動脈硬化の自覚症状はある?手・足・目・ツメの異常と検査方法

動脈硬化 自覚症状

動脈硬化は脳卒中・心筋梗塞などの病気のリスクが高いと言われていますが、自覚症状はあるのでしょうか?

人間の体にある血管は、ほとんどが毛細血管で出来ています。

血管というと太い動脈を思い浮かべますが、血管の99%が直径10マイクロミリ程度の細い毛細血管で占めているのです。

10マイクロミリとは、赤血球が1つ通れるか?ぐらいの大きさです。

1人の人間の血管を全て繋ぐと、地球2周分の約10万キロ。

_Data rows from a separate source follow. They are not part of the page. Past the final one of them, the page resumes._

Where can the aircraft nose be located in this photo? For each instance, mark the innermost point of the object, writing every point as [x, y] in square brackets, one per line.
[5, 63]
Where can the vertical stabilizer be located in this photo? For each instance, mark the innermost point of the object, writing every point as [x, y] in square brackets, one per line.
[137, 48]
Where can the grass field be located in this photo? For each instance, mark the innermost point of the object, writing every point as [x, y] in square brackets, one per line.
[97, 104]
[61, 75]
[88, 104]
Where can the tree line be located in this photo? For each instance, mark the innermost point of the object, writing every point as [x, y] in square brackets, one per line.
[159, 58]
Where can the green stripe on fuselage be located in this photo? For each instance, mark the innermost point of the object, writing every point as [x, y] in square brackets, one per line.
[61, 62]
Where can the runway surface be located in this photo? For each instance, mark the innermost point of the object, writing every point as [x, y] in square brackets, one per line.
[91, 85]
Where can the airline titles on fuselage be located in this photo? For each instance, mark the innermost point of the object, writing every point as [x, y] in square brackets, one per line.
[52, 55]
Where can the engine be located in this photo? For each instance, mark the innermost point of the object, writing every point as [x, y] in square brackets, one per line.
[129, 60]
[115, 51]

心臓から出た血液がまた心臓に戻ってくるまで約1分間。

毎秒1メートルのスピードで流れている血流を、動脈硬化で流れづらくしていると、大変なことではありませんか?

細い毛細血管の動脈硬化が起きると、体中に色々な自覚症状が出てきそうです。

でも、動脈硬化の検査項目は通常の健康診断では、あまり聞かないですよね。(人間ドックの脳ドックでは検査しているかもしれませんが。)

誰もがなっている動脈硬化の自覚症状、調べる方法はあるのでしょうか?

そこで、ここでは動脈硬化の自覚症状、手・足・目・頭痛などの体にサインが出るのかご紹介します。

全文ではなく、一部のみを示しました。